Long-term planning is a key element in being able to provide water for customers now and into the future.
Our City of Fort Collins predecessors planned well, and we are fortunate to have a vast portfolio of water rights and flexible water sources. With this in mind, we continue to plan with an eye toward climate impacts, water supply fluctuation and population growth.
Expand the sections below to learn more about the City’s water sources and planning.
If you are a Fort Collins Utilities water customer, your water comes from:
The C-BT Project brings water from the upper Colorado River to people across Colorado’s Front Range. Utilities’ C-BT water is stored in Horsetooth Reservoir. Northern Water manages the C-BT Project and determines how much water we receive each year. The decision is influenced by snowpack, storage reserves, and system-wide demands.
The Poudre River is part of the South Platte River basin, and Utilities’ owns valuable senior water rights on the Poudre. The amount of usable water in the Poudre River is highly variable and dependent on snowpack, runoff duration, and water quality condition, which can be influenced by fires in the watershed above Poudre Canyon.
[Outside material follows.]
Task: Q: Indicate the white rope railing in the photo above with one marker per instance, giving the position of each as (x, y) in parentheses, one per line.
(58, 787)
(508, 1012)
The Michigan Ditch and Joe Wright Reservoir system brings water from the Michigan River (part of the North Platte River basin) into the Poudre River and Joe Wright Reservoir. Joe Wright Reservoir holds about 7,100 acre-feet of storage and is Utilities’ only raw water storage that connects to the City’s water treatment facility.
Another way the City is preparing for the future is the Halligan Water Supply Project. The project will increase Halligan Reservoir’s capacity, providing approximately 8,200 acre-feet of water storage for Fort Collins Utilities. The increased storage capacity will:
The Water Supply and Demand Management Policy helps the City manage its water supply system. The policy states, "The reliability and capacity of the City's water supply system should be maintained to meet the planning level demand during at least a 1-in-50 drought event in the Cache la Poudre River Basin." In other words, we plan so there is enough water even during a severe drought—one that only happens about once every 50 years.